Una vasta e profonda perturbazione spinta da correnti nord-africane sta portando un’ondata di maltempo eccezionale per la quale la Protezione civile ha diramato lo stato di allerta rossa per domani in tre regioni: Basilicata, Calabria e Sicilia, modificando quindi in senso peggiorativo la precedente allerta arancione che era stata diramata per Sicilia e Calabria.

Si temono alluvioni e temporali localmente così intensi e violenti da poter risultare pericolosi. E sono attese per domani forti nevicate al Nord sui rilievi oltre i 1.500 metri, mentre a Venezia tra domani e mercoledì l’acqua alta potrebbe raggiungere livelli eccezionalmente alti, anche sopra i 155 centimetri.

Una situazione difficile che sta convincendo le amministrazioni di molti comuni del Sud come Catania e Brindisi, Catanzaro e Reggio Calabria (ma anche del Centro, come Anzio) a chiudere le scuole domani per precauzione. E già oggi ha provocato forti disagi: strade chiuse nell’Agrigentino, dove una tromba d’aria ha colpito la zona del porto di Licata; allagamenti e traffico in tilt a Roma, con disagi e chiusure nelle linee della metropolitana.

Il ciclone che sta attraversando il Mediterraneo tra la Sardegna meridionale e le coste nordafricane sta infatti portando non solo intense piogge su gran parte del Nord, con nevicate sopra i 1500 metri, e temporali sull’area tirrenica del Centro; ma soprattutto l’ondata di malempo che imperversa sull’area meridionale della Sicilia con forti rovesci e temporali in fase di ulteriore intensificazione, e con piogge battenti anche su Calabria, Basilicata e Puglia.
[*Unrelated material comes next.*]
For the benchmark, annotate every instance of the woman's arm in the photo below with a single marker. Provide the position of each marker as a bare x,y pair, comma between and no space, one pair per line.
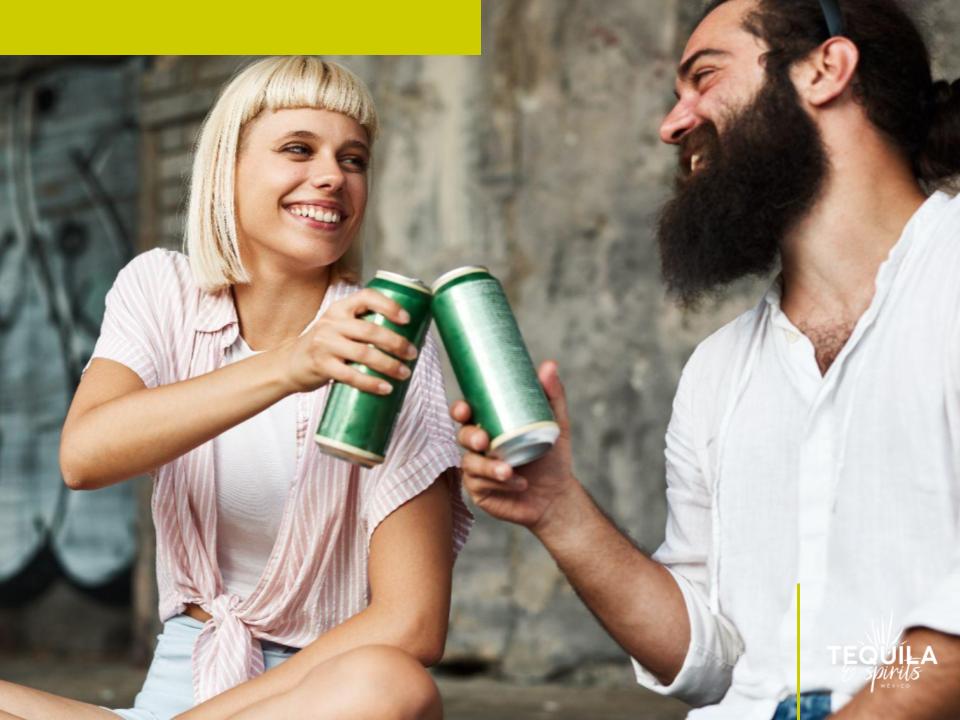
118,428
410,569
L’avviso della protezione civile prevede dalle prime ore di domani, martedì 12 novembre, venti di burrasca, con raffiche di burrasca forte, dai quadranti meridionali su Puglia e Campania e da nord-ovest sulla Sardegna. Forti mareggiate lungo le coste esposte. Prevede, inoltre, precipitazioni diffuse, a prevalente carattere di rovescio o temporale, su Puglia, Campania e Sardegna. Dalla mattina si prevedono venti da forti a burrasca anche su Veneto e Friuli Venezia Giulia, con mareggiate lungo le coste esposte e precipitazioni diffuse, anche a carattere di rovescio o temporale su Veneto, Friuli Venezia Giulia, Emilia-Romagna e Lombardia orientale.

Dal pomeriggio di domani, infine, si prevedono “venti da forti a burrasca sud-orientali sui settori tirrenici del Lazio e sui versanti adriatici di Marche, Abruzzo e Molise, mareggiate lungo le coste esposte e precipitazioni diffuse, anche a carattere di rovescio o temporale, sul Lazio, specie settori tirrenici meridionali. Le precipitazioni saranno accompagnate da rovesci di forte intensità, frequente attività elettrica e forti raffiche di vento.

Una situazione meteo molto difficile per cui, oltre all’allerta rossa nelle di Sicilia, Basilicata e Calabria, e alla allerta arancione sulla Puglia è stata diramata un’allerta gialla su Emilia-Romagna, Lazio, Umbria, Friuli Venezia Giulia, Marche, Campania e su settori di Lombardia, Veneto, Toscana e Sardegna.